9afbfdc833
First deal with deleted files.
* Files deleted by us: keep them deleted.
* Files deleted by them, whether modified by us or not: keep our version.
```
git rm $(git status -s | sed -n 's/^DU //p')
git reset -- $(git status -s | sed -n 's/^D //p')
git checkout -- $(git status -s | sed -n 's/^ D //p')
git add -- $(git status -s | sed -n 's/^UD //p')
```
Individual files with conflicts:
* `3rdparty/everest/library/Hacl_Curve25519_joined.c`: spurious conflict because git mistakenly identified this file as a rename. Keep our version.
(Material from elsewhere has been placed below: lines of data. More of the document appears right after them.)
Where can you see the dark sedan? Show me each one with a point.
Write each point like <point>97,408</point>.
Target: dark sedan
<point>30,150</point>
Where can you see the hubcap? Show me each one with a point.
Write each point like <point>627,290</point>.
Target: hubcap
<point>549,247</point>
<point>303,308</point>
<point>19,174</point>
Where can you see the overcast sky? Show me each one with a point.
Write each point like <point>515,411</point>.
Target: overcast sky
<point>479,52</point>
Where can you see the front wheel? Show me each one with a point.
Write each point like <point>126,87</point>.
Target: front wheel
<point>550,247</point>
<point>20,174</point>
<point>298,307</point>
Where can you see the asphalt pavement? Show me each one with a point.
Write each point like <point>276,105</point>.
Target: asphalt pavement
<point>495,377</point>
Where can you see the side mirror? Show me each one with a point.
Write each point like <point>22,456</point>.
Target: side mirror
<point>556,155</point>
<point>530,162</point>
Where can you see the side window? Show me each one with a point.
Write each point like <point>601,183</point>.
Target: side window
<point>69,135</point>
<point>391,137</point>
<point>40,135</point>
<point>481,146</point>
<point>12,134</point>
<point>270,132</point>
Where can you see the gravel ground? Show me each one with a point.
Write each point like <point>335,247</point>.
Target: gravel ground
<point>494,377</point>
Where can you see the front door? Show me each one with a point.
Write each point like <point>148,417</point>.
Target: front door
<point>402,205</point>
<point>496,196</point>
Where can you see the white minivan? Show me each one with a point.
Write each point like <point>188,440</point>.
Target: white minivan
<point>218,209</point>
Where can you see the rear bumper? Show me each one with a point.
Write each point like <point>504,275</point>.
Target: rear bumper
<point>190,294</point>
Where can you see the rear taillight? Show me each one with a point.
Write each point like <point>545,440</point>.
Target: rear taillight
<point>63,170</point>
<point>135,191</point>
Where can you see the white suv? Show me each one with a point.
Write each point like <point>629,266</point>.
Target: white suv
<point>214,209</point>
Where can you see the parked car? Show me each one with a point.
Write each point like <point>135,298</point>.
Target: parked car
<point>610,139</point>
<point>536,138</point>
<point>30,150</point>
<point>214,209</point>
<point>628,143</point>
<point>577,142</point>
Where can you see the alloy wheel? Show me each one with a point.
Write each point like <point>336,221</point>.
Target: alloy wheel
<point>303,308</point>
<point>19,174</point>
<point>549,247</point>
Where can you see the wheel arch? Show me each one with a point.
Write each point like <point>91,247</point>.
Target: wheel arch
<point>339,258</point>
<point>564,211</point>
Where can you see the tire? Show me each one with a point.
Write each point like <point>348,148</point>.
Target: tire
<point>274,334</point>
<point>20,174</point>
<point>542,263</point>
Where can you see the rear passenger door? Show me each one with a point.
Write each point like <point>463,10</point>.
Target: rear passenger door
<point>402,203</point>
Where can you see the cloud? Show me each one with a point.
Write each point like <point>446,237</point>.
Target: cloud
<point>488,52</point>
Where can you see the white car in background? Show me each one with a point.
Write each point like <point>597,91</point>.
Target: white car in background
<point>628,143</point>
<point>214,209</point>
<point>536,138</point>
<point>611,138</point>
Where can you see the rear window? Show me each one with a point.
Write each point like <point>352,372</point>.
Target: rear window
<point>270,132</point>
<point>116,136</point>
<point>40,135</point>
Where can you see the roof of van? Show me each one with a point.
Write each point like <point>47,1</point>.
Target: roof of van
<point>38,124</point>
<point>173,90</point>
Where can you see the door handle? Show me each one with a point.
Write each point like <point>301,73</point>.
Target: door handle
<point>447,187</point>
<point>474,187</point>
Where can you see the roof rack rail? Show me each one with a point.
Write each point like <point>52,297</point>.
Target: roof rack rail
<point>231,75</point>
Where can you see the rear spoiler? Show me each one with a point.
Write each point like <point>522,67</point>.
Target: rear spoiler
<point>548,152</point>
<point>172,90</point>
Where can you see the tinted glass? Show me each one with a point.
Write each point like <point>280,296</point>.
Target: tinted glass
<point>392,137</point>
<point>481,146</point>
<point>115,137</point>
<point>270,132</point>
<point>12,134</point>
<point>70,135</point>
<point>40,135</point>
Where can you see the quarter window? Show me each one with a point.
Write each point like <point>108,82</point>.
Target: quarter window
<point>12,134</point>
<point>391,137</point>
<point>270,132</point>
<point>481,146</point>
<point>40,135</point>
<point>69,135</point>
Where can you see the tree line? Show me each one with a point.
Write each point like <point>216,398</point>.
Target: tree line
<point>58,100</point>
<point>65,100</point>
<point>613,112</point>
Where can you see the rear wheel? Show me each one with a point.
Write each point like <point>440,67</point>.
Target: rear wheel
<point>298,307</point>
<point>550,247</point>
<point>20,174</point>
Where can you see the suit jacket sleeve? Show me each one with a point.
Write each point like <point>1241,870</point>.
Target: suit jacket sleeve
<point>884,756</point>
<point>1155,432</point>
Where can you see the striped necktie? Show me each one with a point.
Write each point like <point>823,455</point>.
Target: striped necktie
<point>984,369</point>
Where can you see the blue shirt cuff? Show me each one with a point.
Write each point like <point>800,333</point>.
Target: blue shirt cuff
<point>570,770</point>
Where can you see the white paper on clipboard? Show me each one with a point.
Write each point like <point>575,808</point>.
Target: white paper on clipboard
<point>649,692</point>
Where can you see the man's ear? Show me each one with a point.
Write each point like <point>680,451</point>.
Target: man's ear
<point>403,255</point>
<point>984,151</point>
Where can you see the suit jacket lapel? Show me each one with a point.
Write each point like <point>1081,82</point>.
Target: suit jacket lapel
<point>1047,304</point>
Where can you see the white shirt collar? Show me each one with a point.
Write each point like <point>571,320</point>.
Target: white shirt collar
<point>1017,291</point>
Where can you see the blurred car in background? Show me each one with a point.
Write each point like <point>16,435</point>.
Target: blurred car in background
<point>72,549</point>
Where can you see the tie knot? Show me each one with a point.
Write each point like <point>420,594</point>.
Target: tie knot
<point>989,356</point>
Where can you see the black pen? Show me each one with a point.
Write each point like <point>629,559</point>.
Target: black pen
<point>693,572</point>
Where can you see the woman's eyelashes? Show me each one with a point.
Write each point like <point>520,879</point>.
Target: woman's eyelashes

* `README.md`: conflict due to their change in a paragraph that doesn't exist in our version. Keep our version of this paragraph.
* `docs/architecture/Makefile`: near-identical additions. Adapt the definition of `all_markdown` and include the clean target.
* `doxygen/input/docs_mainpage.h`: conflict in the version number. Keep our version number.
* `include/mbedtls/config.h`: two delete/modify conflicts. Keep the removed chunks out.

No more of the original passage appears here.